Spinal Cord/Nerve Root injuries: If there is any injury to the spinal cord  or nerve roots, the consequences may involve loss of sensation, increased burning sensation, paralysis, weakness, loss of bowel, bladder, sexual function. There may be a spinal fluid leak, which could occur after a tear of the covering of the spinal cord or nerve roots.  If this did occur, it may be necessary to have the patient flat in bed for several days after the surgery.  Even if everything goes as well as hoped, there is a risk of instability of the spine and disc herniation in the future,  requiring additional surgery on the  spine. 

General Risks: These include such general difficulties as bleeding, infection, stroke, paralysis, coma and death. Incisions in the low back and abdomen generally heal well, but they could   be tender, or may heal in an unpleasant manner.  There is also the possibility that the surgery may not relieve the symptoms for which the procedure was performed. The paddle of electrodes, or the conducting wires and battery,  may become infected, requiring removal of the entire system.  If the paddle is scarred to the dura mater (covering of the cord), surgical removal may not be possible.
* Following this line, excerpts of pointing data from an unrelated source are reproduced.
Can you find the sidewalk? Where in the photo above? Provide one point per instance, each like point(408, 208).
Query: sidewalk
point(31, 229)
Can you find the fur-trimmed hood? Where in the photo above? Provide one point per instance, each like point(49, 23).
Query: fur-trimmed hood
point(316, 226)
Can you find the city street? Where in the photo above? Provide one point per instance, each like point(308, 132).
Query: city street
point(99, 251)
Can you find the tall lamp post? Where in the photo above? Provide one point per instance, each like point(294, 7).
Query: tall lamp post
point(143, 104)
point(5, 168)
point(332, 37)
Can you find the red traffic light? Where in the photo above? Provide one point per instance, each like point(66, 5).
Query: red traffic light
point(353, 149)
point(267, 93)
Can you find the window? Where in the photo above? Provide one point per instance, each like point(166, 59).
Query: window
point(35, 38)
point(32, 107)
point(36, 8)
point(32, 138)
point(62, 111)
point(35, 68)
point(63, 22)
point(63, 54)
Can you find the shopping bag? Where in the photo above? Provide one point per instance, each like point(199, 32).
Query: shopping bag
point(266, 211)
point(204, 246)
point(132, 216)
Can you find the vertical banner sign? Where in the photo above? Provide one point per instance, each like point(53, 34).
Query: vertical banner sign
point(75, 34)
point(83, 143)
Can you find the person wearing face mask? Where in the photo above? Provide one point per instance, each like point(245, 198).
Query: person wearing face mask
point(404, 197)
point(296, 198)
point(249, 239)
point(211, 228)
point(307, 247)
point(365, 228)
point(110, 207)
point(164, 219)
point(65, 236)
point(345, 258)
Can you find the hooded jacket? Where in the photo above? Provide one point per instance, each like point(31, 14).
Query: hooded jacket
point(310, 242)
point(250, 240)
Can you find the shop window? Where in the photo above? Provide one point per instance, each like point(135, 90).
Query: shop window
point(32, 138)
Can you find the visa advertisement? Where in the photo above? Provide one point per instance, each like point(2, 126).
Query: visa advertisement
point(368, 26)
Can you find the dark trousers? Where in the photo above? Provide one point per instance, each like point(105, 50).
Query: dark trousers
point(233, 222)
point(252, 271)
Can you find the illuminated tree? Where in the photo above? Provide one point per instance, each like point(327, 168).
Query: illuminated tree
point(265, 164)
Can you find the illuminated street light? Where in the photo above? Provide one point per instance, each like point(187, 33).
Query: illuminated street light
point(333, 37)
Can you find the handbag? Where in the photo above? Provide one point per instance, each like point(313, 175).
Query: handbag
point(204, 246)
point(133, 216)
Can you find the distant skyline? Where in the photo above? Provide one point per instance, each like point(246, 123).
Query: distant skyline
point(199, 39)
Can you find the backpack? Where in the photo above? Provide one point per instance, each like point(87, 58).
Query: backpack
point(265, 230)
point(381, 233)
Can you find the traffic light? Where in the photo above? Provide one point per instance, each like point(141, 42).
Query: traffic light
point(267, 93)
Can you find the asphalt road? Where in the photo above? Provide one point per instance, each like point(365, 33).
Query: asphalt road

The problem for which the surgery was performed may recur, requiring additional surgery in the future.  When the battery loses its charge, replacement will be necessary.  In addition, although every attempt is made to protect all areas of the body from pressure on nerves, skin and bones, injuries to these areas can occur, particularly with prolonged cases.

Risks of Anesthesia:
Blood clots in the legs, heart attacks, reaction to the anesthetic, reaction to blood transfusion, if  given.  Bone can bleed quite a bit, and if sufficient amounts of blood are lost during the surgery, a transfusion may be performed (chances of this are very low).

 

Post-operative care:

There shall be no bending, twisting, or heavy lifting for several weeks after surgery.  Your doctor will gradually ease your work restrictions, depending on your progress. 

Remember to keep the wound dry and clean.  Notify your surgeon of any drainage or temperatures greater than 101 Fahrenheit.

 We expect you to do normal activities better because of the surgery.  Some continuuing back  pain is not unusual during the first few days and weeks following surgery.  Hurt does not necessarily mean harm.    The following is a list of suggestions that should help speed your recovery and give you every possible chance for the best results from your surgery.

  1. Immediately upon discharge, contact our office and set up an appointment for staple removal if one has not already been made.
  2. Take it easy until seen by the physician.  This does not mean bed rest, but athletic activities during this period are definitely not recommended.  Please give your incision a chance to heal.  Avoid bending.
  3. Lift nothing heavier than a half gallon of milk until seen by your doctor.
  4. Avoid sitting for periods of time longer than 45 minutes.  It is OK to sit in a lounge chair which is laid back, for as long as you wish.
  5. No jogging or running.
  6. After you get home, you may begin walking up to one mile per day.
  7. You may walk up or down steps as often as you like.  Please take them smoothly and slowly.
  8. No driving until OK with your physician.  Do not ride further than  50 miles at a time.  This applies during the first month after surgery.
  9. You may shower after you go home unless otherwise instructed.  Cover the incision with plastic wrap before the shower and remove it afterward.  Change dressing immediately.  Tub baths are not advisable.  You may shower without covering the incision one week after the staples are out.  Follow instructions concerning care of tape strips, stitches or staples.  Your surgeon or  nurse clinician will explain the techniques used in the closure of your incision.
  10. Sexual activities are permitted.
  11. If you notice swelling, redness or opening of the incision, or if there is any clear fluid draining from it, please contact your surgeon immediately!  If you develop a fever, stiff neck or chills, contact the office immediately.  Take your temperature at 4:00 PM daily until the clips are removed.  Call in greater than 101 degrees Fahrenheit.
  12. If you have any questions, call our office, and for after hours emergencies, call the medical society.
  13. Take your medications prescribed on discharge, as directed.